Les quatre entrepreneurs de gauche à droite: Erich Fässler, Sarah Steiner, Nikolai Räber, Luiz Schumacher.

543‘000 tonnes de déchets biogènes atterrissent aux ordures ménagères chaque année en Suisse. Si l’on en remplissait des camions, cela correspondrait à une colonne s’étendant de Bâle à Chiasso. «Un tiers de ces déchets serait évitable avec une meilleure gestion des aliments», pense Erich. «Un autre tiers pourrait être composté sans problèmes.» En conséquence, des voies de transport pourraient également être économisées pour l’élimination et l’énergie dépensée à cet effet.

Les déchets biogènes posent également un problème au niveau mondial. «Dans le monde entier, environ 95% des déchets aboutissent dans des décharges. Les substances organiques produisent du méthane en se décomposant. Celui-ci est 25 fois plus nocif pour le climat que le dioxyde de carbone et compose environ 3% des gaz à effet de serre produit par l’homme», explique Erich. L’initiative «4 pour 1000», qui a été lancée en 2015 pendant la Conférence de l’ONU sur le climat à Paris, avance des arguments similaires. Ce problème pourrait être résolu si 0,4% des déchets biogènes pouvaient être compostés chaque année. Par ailleurs, la durée de vie du méthane est d’environ dix ans de moins que celle du dioxyde de carbone: une bonne occasion de freiner rapidement le changement climatique.

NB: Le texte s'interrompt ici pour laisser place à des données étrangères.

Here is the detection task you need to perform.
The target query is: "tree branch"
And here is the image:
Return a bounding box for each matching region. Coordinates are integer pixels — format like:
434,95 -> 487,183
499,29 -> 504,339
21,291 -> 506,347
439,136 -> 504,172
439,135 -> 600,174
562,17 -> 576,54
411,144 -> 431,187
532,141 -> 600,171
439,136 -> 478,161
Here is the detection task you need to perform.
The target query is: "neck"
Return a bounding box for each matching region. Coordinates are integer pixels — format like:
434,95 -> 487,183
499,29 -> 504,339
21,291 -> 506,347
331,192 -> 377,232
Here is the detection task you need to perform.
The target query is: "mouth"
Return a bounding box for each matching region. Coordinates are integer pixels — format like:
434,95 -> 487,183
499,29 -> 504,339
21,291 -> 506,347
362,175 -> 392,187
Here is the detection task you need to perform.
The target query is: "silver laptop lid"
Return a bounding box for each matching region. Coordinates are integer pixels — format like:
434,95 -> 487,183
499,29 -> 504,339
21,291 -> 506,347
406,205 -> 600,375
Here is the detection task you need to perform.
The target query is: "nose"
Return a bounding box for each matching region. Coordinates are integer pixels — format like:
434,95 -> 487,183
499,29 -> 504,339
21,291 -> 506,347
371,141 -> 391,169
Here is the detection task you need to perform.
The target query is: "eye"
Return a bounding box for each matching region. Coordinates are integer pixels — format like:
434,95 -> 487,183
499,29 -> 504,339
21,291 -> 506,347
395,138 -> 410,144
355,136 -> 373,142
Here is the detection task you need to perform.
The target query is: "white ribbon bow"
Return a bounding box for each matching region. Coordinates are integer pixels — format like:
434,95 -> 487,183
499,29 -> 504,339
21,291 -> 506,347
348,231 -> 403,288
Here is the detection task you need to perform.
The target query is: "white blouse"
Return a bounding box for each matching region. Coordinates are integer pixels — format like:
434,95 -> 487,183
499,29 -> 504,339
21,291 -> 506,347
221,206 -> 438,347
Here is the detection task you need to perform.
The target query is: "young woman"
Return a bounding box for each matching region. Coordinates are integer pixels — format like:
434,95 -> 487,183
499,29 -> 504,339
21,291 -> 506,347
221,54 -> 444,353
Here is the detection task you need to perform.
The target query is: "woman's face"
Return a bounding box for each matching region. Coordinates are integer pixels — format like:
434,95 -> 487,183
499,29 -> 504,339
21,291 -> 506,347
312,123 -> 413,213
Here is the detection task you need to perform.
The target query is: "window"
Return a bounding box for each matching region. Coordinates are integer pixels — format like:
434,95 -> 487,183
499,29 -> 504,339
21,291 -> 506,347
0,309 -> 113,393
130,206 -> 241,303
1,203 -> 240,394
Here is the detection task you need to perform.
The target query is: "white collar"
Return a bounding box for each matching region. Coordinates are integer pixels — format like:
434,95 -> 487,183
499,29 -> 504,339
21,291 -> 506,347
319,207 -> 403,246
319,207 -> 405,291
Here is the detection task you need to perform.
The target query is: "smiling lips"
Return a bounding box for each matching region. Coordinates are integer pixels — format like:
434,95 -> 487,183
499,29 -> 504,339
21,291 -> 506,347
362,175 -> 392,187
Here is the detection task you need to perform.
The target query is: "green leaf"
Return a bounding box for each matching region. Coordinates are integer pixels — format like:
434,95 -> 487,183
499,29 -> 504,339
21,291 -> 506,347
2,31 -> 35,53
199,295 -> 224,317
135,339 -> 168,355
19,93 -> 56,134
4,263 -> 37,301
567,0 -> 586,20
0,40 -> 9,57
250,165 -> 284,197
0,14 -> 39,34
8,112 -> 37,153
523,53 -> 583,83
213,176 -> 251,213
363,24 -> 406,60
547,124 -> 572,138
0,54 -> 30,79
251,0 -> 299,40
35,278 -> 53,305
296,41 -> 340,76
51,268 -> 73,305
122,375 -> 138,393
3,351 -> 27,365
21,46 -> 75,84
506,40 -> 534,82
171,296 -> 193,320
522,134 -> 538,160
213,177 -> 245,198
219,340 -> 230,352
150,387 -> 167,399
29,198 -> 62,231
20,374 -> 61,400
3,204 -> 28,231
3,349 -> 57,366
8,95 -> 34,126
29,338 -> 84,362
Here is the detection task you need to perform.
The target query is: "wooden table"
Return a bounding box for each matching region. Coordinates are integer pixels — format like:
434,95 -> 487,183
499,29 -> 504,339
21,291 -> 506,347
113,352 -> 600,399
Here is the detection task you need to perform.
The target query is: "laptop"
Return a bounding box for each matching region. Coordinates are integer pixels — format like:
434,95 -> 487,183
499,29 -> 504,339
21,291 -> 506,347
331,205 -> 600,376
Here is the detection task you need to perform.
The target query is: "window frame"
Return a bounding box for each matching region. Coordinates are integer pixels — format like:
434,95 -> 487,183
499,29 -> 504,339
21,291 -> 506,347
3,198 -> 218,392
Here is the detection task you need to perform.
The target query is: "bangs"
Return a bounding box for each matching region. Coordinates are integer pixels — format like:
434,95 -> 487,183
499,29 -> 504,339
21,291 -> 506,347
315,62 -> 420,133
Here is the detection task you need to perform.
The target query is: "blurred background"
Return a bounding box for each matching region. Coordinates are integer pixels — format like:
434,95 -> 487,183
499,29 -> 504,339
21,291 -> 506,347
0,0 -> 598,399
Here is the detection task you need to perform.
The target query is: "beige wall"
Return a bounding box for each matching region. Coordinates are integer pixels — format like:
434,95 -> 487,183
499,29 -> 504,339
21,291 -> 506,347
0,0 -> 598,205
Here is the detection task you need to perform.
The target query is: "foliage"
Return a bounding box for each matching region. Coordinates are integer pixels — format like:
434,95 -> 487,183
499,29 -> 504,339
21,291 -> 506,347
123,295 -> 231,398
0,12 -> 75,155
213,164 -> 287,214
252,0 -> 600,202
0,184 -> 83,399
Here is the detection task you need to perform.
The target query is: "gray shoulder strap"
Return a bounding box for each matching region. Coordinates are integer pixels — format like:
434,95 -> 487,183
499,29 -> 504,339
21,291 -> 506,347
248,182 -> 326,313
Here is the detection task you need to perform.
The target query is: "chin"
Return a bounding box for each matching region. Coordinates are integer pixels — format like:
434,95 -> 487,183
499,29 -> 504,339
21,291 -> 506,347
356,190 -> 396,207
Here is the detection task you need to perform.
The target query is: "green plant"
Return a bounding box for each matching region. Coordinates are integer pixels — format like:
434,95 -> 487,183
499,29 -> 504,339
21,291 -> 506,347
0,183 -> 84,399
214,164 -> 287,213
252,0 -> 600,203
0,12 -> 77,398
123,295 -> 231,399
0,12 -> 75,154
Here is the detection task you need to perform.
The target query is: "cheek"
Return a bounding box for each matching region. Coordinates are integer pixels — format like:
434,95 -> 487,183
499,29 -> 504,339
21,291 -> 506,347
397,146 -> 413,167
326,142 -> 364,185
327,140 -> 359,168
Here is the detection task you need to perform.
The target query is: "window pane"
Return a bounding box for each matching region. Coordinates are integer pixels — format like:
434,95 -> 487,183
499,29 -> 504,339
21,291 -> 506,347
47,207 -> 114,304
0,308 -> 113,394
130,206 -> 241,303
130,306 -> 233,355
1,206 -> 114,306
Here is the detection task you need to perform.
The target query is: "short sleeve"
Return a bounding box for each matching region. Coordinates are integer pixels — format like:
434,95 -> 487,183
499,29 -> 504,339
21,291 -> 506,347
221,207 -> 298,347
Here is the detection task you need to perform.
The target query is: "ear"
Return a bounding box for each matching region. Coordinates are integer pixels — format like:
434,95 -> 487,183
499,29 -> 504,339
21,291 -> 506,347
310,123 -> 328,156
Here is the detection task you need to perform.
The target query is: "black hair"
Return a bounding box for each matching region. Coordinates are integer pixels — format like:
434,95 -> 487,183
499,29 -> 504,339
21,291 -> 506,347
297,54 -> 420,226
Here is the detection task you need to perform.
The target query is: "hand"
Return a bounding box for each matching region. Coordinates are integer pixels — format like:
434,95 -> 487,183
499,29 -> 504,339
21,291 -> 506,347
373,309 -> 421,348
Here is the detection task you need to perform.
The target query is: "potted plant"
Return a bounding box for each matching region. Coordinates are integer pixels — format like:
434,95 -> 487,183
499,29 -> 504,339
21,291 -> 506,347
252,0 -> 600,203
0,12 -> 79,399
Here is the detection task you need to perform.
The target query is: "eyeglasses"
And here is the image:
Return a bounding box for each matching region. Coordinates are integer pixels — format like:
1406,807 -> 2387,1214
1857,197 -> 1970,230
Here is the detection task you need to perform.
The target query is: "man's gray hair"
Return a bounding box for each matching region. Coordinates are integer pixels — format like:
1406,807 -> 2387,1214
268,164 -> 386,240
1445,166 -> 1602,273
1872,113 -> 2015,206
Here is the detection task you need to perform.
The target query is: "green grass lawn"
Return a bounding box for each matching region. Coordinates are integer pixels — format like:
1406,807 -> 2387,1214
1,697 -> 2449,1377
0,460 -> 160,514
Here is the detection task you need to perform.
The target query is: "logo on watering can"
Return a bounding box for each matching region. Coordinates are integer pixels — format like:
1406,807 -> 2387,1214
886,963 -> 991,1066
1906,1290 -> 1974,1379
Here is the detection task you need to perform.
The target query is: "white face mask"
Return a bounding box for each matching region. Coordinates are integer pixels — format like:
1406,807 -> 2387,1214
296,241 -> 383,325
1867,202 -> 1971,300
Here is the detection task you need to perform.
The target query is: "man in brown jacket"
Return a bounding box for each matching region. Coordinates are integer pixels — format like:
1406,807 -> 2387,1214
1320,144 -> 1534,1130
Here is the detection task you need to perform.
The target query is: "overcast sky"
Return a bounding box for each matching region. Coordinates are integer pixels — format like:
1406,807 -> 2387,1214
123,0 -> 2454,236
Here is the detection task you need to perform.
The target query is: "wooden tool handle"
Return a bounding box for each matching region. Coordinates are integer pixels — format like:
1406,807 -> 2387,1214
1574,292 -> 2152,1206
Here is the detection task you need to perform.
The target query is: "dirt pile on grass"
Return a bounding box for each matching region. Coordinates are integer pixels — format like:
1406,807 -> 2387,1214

Un autre avantage du compostage: l’engrais en résultant est beaucoup plus écologique que les alternatives de fabrication industrielle. «Les engrais artificiels sont produits à grand renfort d’énergie. Ces engrais sont certes plus vite absorbés par les plantes, mais ils les rendent plus vulnérables aux nuisibles», affirme Erich. «C’est bien sûr pratique pour les entreprises qui souhaitent vendre aussi des pesticides en plus des engrais.»

L’utilisation d’engrais organique ne produit peut-être pas des résultats aussi rapides, du point de vue économique, que les engrais artificiels, mais ils constituent la variante plus durable. Grâce au compostage, le carbone est stabilisé dans l’humus et emmagasiné pendant longtemps dans le sol. De cette manière, même les sols épuisés et pauvres en humus peuvent être revitalisés. En outre, l’humus régule l’équilibre hydrique, permettant ainsi au sol et à la production alimentaire qui y est liée, de mieux compenser les fluctuations climatiques.

Que l’on acquière ou non un composteur à vers: il vaut de toute façon la peine de réfléchir à ce sujet. En effet, les petits ruisseaux font les grandes rivières. À commencer par son propre chez-soi.